Die Liedbegleitung ist seit dem 20. Jahrhundert aus ihrem Schattendasein getreten und zu gleichberechtigten künstlerischen Partnern der Sängerinnen und Sänger geworden. Doch bis heute scheint die Liedbegleitung vor allem eine Männerdomäne zu sein.

Elenora Pertz will das ändern. Sie ist selbst eine gefragte Liedbegleiterin, leitet die Klasse für Liedgestaltung an der Musikhochschule Bremen und hat vor vier Jahren den Verein „Lied the Way“ gegründet, der ein Netzwerk für Frauen in der Kunstliedszene sein will.

Liedpianistin Elenora Pertz vom Verein "liedtheway"
Liedpianistin Elenora Pertz vom Verein „Lied the Way“.

Frauen waren immer sehr präsent in der Liedbegleitung

Mit der Liedbegleitung verhalte es sich ein bisschen anders als mit der Sichtbarkeit von Dirigentinnen oder Komponistinnen, erklärt Pertz. Während wenige Frauen Dirigieren und Komposition studiert hätten, habe es immer genauso viele Frauen gegeben, die Liedbegleitung studierten, wenn nicht mehr.

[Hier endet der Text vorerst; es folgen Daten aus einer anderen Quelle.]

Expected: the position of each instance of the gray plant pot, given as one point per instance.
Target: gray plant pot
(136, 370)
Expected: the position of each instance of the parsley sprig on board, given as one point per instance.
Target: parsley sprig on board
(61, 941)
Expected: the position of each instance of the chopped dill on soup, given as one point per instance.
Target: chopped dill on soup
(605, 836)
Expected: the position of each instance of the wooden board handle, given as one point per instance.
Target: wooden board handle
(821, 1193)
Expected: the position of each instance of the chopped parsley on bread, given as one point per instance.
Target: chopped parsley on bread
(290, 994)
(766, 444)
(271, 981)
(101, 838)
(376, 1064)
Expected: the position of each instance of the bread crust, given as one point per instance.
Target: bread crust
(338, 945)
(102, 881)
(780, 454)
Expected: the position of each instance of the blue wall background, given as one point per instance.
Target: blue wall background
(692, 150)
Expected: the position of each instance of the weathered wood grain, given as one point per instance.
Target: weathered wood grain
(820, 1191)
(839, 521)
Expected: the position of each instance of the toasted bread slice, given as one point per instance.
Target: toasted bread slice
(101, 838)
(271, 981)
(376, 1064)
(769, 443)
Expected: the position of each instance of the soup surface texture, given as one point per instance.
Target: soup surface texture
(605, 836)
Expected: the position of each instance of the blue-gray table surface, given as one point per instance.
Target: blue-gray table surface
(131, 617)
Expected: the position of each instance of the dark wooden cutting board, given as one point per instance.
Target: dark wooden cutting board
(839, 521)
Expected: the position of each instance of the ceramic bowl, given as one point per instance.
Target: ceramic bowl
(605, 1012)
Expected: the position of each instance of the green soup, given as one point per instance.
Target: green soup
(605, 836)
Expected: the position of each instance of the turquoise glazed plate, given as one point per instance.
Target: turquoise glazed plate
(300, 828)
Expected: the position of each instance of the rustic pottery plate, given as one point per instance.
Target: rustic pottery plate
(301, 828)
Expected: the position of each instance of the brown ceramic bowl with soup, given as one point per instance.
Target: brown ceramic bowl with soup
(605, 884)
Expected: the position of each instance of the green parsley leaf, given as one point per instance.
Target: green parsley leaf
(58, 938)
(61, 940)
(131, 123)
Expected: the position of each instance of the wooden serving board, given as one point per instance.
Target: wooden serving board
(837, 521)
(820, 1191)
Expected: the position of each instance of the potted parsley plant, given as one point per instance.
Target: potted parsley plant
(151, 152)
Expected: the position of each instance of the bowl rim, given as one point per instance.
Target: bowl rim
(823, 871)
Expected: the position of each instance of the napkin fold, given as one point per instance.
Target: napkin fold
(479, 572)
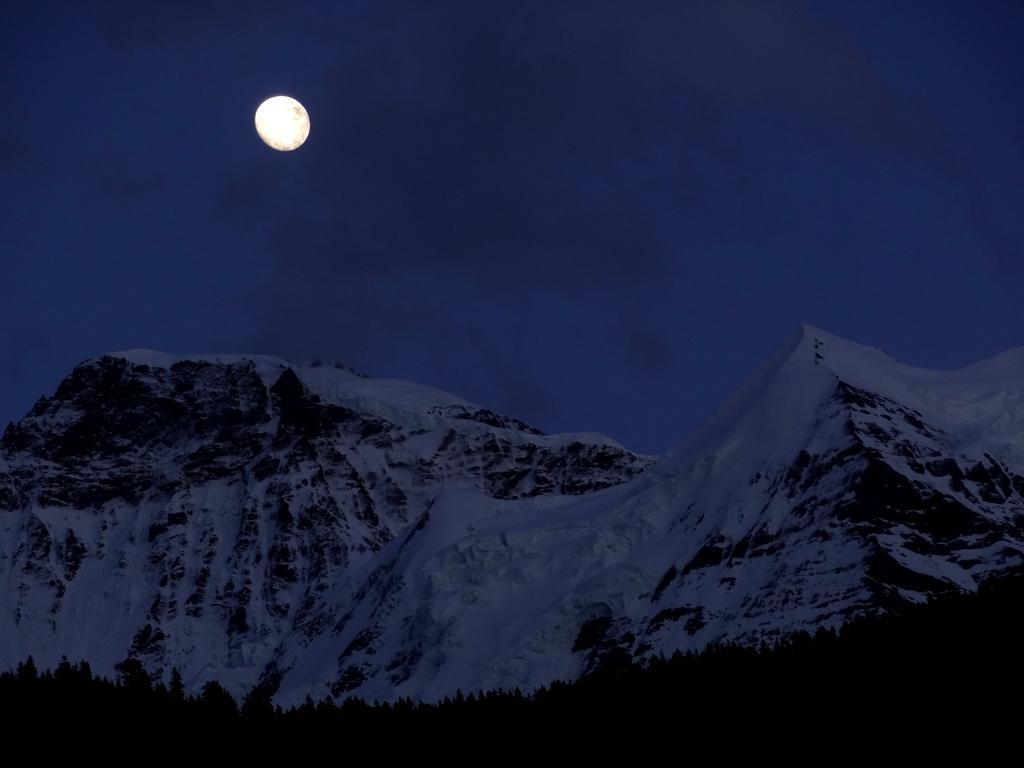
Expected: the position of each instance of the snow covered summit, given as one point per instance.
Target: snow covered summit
(315, 531)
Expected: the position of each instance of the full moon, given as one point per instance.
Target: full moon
(283, 123)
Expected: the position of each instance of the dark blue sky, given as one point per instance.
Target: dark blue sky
(590, 215)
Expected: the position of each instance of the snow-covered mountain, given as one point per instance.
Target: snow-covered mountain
(326, 534)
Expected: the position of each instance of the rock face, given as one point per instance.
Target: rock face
(318, 532)
(195, 512)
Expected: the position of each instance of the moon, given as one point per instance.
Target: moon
(283, 123)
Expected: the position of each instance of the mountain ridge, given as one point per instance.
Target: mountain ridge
(318, 532)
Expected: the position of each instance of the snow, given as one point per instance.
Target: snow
(745, 531)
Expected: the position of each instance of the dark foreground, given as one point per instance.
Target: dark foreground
(937, 674)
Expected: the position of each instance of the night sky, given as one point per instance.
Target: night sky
(592, 215)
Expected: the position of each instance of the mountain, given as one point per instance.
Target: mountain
(199, 512)
(318, 532)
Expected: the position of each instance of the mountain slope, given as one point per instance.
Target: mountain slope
(192, 512)
(837, 483)
(328, 535)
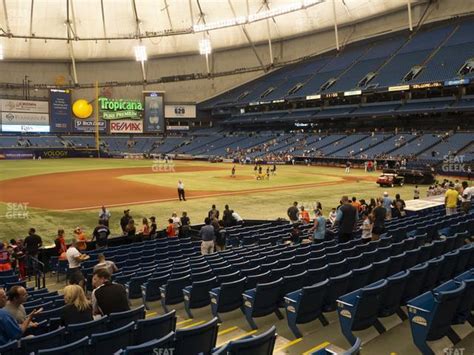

Warum dennoch zumeist Männer sich in diesem Bereich hervortun, erklärt sich Pertz wie folgt: Die Karriere als Liedbegleitung schlagen Musikerinnen und Musiker meist im Alter jenseits der 30 ein, eine Zeit in der viele Frauen Mütter werden. Es gebe zudem keine Festanstellungen, Liedbegleitung sei generell eine freiberufliche Tätigkeit. Frauen scheitern zudem häufiger als Männer an unternehmerischen Hürden, so Elenora Pertz.

Zudem gebe es festgefahrene gesellschaftliche Vorstellungen: Viele Liedbegleiter arbeiten mit vielen unterschiedlichen Sängerinnen und Sängern zusammen. Männern gestehe man diesbezüglich auch im Beruflichen mehr Partnerwechsel zu als Frauen.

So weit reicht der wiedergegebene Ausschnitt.